After five years of marriage, this is what I’d become to him. And I knew in that moment, there was no coming back from that. This was no longer just about me: my son and I deserved better.

Listen to Mamamia’s parenting writer Nama Winston sharing why you should be looking at separation as an opportunity to reinvent yourself on The Split. Post continues after audio.

Sarah

I knew my marriage was over when 9/11 happened. As the news kept showing the planes hitting the towers, and telling the stories of people calling loved ones to say goodbye, I had the awful realisation that I wouldn’t want to call my husband if I were in that situation.
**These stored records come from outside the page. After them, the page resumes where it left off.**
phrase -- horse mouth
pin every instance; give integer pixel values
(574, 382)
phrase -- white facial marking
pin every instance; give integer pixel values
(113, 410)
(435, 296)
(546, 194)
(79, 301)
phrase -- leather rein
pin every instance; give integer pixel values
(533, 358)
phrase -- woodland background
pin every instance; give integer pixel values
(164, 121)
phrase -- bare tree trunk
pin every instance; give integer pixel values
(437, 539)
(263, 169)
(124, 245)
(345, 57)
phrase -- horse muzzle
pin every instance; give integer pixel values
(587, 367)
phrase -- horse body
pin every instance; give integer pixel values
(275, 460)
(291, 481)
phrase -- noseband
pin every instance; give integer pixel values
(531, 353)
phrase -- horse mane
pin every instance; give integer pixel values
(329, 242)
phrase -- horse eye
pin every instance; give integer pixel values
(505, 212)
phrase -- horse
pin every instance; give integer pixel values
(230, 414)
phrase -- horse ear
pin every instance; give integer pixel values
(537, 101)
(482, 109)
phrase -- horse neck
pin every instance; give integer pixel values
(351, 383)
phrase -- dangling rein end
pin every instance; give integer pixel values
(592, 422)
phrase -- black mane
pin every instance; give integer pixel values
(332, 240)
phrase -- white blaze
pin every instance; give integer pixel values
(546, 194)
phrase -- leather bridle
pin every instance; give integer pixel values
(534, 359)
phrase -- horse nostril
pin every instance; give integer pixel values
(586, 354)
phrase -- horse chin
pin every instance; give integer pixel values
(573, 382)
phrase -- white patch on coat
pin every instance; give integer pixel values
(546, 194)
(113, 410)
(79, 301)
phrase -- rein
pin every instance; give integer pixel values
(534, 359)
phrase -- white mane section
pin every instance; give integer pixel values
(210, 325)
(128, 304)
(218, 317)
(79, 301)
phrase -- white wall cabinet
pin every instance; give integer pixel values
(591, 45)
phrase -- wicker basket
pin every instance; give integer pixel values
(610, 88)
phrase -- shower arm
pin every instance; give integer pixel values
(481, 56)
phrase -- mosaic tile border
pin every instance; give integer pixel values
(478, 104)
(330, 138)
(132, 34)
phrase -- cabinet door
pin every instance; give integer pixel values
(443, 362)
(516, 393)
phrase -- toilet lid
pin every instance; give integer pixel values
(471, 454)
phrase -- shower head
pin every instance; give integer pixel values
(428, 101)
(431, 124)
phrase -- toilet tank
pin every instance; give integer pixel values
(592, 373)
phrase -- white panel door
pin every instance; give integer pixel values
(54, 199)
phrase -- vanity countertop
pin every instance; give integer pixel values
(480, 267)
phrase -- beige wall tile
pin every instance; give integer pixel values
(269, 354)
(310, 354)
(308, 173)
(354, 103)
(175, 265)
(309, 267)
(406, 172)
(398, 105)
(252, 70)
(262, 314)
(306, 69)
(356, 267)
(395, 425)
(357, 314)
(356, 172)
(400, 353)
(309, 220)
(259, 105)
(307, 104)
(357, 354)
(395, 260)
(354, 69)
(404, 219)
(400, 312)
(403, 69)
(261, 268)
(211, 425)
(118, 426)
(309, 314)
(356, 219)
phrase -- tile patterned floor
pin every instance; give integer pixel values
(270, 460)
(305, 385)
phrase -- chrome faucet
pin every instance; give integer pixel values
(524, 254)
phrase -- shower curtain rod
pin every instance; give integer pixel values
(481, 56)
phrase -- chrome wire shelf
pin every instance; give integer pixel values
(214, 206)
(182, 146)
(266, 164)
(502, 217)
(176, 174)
It was such a sad realisation during such a terrible tragedy. We separated four weeks later. I often wonder how others re-evaluated their lives after 9/11. It sounds incredibly selfish on reflection, but I’m sure it changed many lives for all sorts of reasons far beyond the victims and their families.

Mandy

I was on holiday with my husband in South America when I realised our marriage was over.

I was 29 and freaking out about turning 30 the following year so I wanted to get some great photos of myself during our trip.

I booked a professional photoshoot, had my hair and makeup done and put on an amazing outfit. And then I looked down at my wedding ring and I realised I didn’t want it – aka, my husband – to be a part of these photos in any shape or form.

I wanted these photos to be a gift for my future self and I couldn’t see him as part of that anymore. This was the moment where I took off my wedding ring and I never put it back on.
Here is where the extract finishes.